The board reviewed several donations intended to expand special‑education transition supports and career/technical education resources.
Caitlin Barton, director of special education, described the Practical Assessment Exploration System (PAES), an evidence‑based assessment and lab experience that helps students with post‑secondary transition goals by exposing them to vocational tasks and community‑based work simulations. Barton said the proposed donation would fund a PAES lab at the high school, is equipment based (no staffing required), and the donors estimated funds would sustain the program for about five years.
The Education Foundation also offered four book‑vending machines for elementary schools; administration said those machines have been piloted and principals favor them as an incentive program. The board was told Earl Elementary would be the final elementary to receive one.

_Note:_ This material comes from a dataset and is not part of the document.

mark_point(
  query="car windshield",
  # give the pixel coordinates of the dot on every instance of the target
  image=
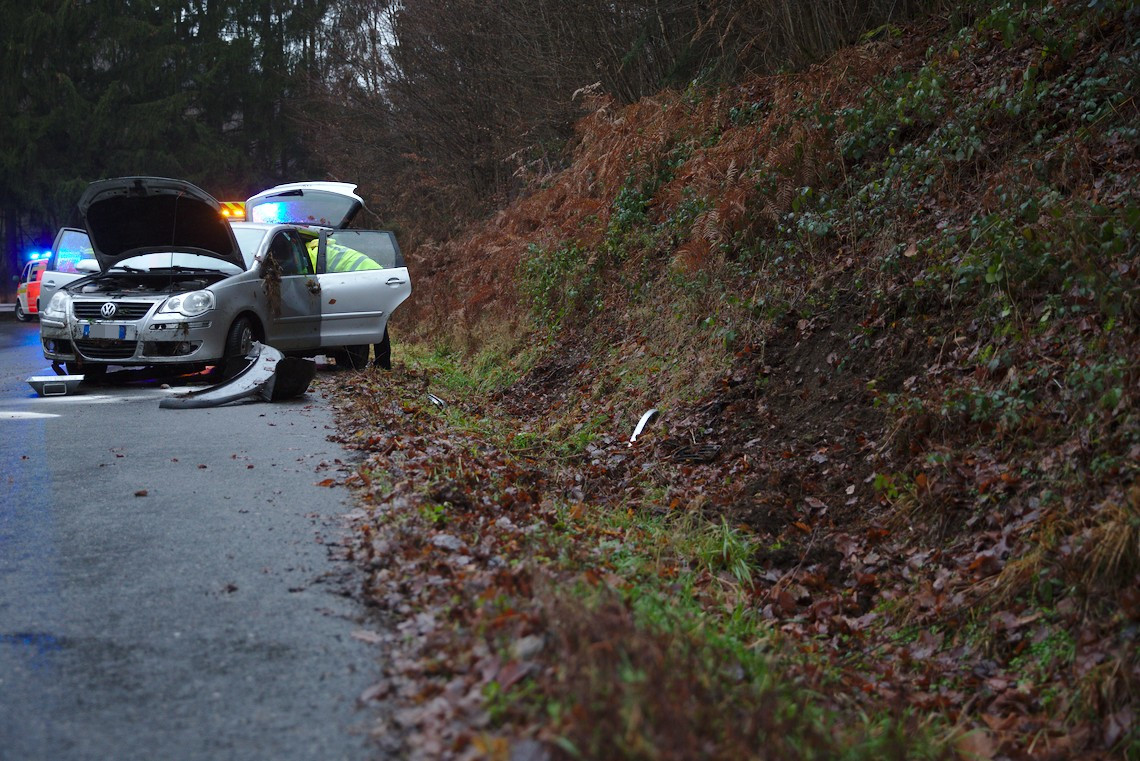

Tech‑ed teacher Andrew Shoaf presented a separate donation of equipment for the design & build pathway, including a Scotchman DO70 ironworker (donated cost about $38,000 plus $4,000 of materials). He explained the machine processes structural steel used in student projects and highlighted that the model is dual‑operator and U.S. manufactured. Shoaf said the donation would support student exposure to industry‑standard tools; the board said it would consider the donation at the next legislative meeting and noted donated equipment becomes district property with ongoing maintenance responsibilities.
Administration noted donors may expect multi‑year commitments for program continuation and that acceptance carries future maintenance and replacement duties that the district would budget for if the board approves the donations.